Our website and services are directed exclusively at business professionals and organisations. We do not knowingly collect personal data from individuals under the age of 18. If you believe we have inadvertently received personal data from a child, please contact us immediately at hello@pharmadpo.com and we will take steps to delete that data.

11

Changes to this privacy policy

We may update this Privacy Policy from time to time to reflect changes in our practices, technology, legal requirements, or other factors. When we make material changes, we will update the "Last updated" date at the top of this policy and, where appropriate, notify you by email or by a prominent notice on our website.

We encourage you to review this policy periodically. Your continued use of our website or services after changes become effective constitutes your acknowledgement of the updated policy.

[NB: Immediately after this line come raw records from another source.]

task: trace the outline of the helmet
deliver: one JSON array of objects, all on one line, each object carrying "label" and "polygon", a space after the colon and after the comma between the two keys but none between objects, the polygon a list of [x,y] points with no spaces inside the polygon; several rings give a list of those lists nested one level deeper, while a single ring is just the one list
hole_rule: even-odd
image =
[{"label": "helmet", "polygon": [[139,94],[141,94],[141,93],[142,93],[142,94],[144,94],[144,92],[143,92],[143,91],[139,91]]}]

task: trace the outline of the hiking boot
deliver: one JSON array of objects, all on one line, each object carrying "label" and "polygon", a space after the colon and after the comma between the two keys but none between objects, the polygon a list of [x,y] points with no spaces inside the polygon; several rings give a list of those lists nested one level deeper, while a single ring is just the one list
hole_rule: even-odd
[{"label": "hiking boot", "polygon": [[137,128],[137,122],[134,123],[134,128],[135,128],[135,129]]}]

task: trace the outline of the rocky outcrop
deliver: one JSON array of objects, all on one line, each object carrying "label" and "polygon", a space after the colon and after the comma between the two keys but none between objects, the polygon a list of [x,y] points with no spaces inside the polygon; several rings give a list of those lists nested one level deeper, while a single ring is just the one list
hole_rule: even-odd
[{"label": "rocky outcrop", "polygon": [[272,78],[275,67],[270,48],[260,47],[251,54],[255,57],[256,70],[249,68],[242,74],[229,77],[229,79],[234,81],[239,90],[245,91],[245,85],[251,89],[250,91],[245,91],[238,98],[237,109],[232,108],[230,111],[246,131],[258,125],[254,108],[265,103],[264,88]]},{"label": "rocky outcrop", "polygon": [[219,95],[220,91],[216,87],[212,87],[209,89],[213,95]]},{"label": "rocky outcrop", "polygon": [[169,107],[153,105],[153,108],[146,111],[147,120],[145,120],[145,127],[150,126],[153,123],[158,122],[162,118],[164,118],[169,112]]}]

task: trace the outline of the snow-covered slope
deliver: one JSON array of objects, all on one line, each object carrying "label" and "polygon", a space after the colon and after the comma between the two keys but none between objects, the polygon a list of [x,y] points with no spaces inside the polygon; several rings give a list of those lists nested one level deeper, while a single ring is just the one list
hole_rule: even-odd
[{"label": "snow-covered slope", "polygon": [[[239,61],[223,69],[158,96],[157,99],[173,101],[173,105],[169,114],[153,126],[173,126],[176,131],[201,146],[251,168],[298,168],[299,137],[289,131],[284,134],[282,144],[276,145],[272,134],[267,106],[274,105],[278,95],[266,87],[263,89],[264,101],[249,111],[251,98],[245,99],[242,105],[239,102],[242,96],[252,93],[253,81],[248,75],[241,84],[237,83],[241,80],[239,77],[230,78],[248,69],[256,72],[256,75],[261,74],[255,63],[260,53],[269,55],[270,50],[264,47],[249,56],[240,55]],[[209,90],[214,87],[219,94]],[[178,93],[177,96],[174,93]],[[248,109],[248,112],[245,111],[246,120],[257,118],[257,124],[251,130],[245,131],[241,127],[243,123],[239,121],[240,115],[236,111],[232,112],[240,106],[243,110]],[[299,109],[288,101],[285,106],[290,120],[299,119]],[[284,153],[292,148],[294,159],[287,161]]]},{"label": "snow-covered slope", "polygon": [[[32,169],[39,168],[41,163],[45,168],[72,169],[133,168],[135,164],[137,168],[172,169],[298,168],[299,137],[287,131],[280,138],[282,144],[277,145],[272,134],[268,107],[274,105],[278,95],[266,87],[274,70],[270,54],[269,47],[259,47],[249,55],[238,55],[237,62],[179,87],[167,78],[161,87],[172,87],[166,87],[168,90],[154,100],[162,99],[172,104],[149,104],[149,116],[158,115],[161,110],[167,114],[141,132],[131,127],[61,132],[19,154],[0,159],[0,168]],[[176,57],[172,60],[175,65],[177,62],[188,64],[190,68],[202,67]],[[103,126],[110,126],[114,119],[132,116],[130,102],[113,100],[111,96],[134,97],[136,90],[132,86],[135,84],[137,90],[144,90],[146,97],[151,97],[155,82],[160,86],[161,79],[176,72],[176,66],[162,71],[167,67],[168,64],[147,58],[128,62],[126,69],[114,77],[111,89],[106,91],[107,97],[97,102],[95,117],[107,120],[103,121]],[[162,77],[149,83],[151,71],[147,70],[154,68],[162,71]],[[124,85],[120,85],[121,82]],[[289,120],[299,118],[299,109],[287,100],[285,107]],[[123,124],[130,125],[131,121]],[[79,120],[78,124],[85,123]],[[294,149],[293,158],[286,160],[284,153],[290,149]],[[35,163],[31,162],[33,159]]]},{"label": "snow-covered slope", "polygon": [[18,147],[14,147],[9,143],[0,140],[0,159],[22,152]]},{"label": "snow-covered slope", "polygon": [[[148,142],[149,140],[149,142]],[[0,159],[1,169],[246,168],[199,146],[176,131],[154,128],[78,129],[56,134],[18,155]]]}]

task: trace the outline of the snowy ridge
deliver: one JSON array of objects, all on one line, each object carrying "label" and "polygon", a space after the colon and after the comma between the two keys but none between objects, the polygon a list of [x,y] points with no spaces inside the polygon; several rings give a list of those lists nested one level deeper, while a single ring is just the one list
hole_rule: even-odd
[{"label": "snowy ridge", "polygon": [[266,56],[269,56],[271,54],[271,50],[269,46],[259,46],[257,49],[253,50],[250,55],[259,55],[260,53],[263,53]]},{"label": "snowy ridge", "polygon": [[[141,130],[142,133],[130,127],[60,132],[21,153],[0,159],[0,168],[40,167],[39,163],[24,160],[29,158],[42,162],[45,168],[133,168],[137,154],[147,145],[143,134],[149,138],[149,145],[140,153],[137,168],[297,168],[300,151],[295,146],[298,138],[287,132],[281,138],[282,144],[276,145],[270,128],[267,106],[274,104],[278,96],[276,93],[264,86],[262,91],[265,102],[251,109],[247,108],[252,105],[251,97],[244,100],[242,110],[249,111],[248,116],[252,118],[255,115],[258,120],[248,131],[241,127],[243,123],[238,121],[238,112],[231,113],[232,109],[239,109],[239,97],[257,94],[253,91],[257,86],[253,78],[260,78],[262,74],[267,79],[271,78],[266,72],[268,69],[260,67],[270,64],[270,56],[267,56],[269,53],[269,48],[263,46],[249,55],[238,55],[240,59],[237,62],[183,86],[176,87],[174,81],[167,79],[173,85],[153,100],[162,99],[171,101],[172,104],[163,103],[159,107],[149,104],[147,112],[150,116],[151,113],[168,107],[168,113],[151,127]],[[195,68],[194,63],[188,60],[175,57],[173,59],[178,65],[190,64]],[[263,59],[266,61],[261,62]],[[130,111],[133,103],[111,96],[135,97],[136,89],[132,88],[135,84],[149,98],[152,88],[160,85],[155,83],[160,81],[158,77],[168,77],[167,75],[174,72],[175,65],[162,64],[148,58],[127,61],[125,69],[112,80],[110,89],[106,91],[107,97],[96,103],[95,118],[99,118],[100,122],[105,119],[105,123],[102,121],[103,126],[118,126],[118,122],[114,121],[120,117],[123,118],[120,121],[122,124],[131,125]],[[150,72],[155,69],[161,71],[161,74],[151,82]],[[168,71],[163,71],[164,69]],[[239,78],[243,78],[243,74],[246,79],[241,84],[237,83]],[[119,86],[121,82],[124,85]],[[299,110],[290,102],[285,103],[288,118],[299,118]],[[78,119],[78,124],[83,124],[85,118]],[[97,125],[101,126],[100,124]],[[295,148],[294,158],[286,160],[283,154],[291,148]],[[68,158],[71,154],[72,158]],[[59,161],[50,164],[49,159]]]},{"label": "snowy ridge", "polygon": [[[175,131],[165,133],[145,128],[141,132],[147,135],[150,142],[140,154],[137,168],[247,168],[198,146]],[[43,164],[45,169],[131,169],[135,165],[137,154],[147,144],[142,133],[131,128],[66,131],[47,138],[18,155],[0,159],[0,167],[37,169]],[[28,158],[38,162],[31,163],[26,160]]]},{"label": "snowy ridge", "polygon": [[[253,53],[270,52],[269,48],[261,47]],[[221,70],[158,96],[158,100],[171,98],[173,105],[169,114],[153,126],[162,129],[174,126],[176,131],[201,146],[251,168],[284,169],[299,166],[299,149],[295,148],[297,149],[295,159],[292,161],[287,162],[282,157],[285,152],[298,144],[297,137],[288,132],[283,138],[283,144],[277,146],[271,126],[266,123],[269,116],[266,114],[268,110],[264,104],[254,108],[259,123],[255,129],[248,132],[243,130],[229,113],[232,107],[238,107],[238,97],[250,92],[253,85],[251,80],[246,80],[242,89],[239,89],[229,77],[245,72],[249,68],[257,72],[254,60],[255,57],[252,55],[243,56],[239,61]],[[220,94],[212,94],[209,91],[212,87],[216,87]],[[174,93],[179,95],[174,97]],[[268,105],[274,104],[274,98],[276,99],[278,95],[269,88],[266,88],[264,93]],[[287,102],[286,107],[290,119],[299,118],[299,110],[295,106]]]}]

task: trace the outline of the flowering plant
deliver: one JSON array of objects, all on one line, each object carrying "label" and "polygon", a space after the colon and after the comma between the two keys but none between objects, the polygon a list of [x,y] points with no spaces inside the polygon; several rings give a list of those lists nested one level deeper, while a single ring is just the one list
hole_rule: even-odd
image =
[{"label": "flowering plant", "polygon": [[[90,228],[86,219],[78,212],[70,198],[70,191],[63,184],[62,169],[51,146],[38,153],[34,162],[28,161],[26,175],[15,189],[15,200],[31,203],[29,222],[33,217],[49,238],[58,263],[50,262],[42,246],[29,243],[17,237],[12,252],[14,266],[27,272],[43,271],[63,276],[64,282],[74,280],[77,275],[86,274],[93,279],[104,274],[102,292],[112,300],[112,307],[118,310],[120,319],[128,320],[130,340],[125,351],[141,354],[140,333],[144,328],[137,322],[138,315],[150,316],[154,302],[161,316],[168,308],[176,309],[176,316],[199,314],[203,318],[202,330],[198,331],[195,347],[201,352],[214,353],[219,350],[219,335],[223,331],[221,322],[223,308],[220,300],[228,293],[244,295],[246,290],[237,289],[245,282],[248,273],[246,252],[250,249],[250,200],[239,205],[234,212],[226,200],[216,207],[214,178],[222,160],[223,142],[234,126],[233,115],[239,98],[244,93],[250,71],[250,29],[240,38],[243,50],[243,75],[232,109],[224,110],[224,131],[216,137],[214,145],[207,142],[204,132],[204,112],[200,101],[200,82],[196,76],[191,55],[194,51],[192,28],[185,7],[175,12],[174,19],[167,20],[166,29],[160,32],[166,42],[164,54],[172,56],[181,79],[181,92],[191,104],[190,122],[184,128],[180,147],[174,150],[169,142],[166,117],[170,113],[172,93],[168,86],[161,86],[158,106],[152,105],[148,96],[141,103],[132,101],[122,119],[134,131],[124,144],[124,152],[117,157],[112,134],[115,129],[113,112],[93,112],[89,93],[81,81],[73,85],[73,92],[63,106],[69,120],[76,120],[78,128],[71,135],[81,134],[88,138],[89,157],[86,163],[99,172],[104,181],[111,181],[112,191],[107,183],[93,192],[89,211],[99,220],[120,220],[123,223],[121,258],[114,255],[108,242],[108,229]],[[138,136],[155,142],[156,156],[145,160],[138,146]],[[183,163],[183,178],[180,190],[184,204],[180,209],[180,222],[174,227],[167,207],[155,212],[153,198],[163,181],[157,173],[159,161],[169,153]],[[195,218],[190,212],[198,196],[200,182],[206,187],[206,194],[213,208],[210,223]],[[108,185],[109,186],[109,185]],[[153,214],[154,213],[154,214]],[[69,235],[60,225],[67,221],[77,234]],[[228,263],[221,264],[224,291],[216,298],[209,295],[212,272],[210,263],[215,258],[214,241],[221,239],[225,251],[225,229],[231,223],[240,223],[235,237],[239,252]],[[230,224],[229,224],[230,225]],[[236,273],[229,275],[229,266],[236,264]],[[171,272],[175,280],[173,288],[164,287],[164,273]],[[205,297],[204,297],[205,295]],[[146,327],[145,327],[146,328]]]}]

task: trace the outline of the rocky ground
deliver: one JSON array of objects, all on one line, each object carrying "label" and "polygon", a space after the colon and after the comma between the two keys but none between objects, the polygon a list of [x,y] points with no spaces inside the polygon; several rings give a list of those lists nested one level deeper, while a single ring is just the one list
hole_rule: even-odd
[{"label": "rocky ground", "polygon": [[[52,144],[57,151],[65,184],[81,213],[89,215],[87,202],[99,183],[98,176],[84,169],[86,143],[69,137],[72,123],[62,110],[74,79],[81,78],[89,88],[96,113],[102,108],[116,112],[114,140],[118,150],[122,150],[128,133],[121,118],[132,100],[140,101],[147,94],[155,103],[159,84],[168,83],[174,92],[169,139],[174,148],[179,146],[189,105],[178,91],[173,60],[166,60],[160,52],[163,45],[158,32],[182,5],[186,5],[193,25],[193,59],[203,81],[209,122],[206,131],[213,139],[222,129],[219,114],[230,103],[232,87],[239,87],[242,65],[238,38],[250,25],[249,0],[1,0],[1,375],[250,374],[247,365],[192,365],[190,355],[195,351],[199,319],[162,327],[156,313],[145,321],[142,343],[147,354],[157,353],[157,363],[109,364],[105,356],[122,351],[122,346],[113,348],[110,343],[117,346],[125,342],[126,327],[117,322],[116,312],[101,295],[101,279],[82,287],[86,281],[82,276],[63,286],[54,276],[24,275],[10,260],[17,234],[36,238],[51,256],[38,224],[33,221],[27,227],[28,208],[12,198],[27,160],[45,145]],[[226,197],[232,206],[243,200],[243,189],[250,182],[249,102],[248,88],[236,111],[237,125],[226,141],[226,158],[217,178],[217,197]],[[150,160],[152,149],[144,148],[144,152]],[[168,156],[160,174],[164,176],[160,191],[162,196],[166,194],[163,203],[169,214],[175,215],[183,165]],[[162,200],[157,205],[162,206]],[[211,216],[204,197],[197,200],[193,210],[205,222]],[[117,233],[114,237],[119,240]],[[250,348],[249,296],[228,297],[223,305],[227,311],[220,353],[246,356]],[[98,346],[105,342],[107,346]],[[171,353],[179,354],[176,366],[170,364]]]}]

Previous versions of this Privacy Policy are available upon request.

12

How to contact us

If you have any questions, concerns, or requests relating to this Privacy Policy or our processing of your personal data, please contact us:

PharmaDPO

Email: hello@pharmadpo.com

Website: pharmadpo.com

Principal place of business: London, United Kingdom

We aim to respond to all privacy-related queries within 5 business days and to all formal data subject requests within the statutory timeframe of one calendar month.

UK supervisory authority: Information Commissioner's Office (ICO) — ico.org.uk — 0303 123 1113

EU supervisory authorities: Contact the data protection authority in your EU member state of residence or work.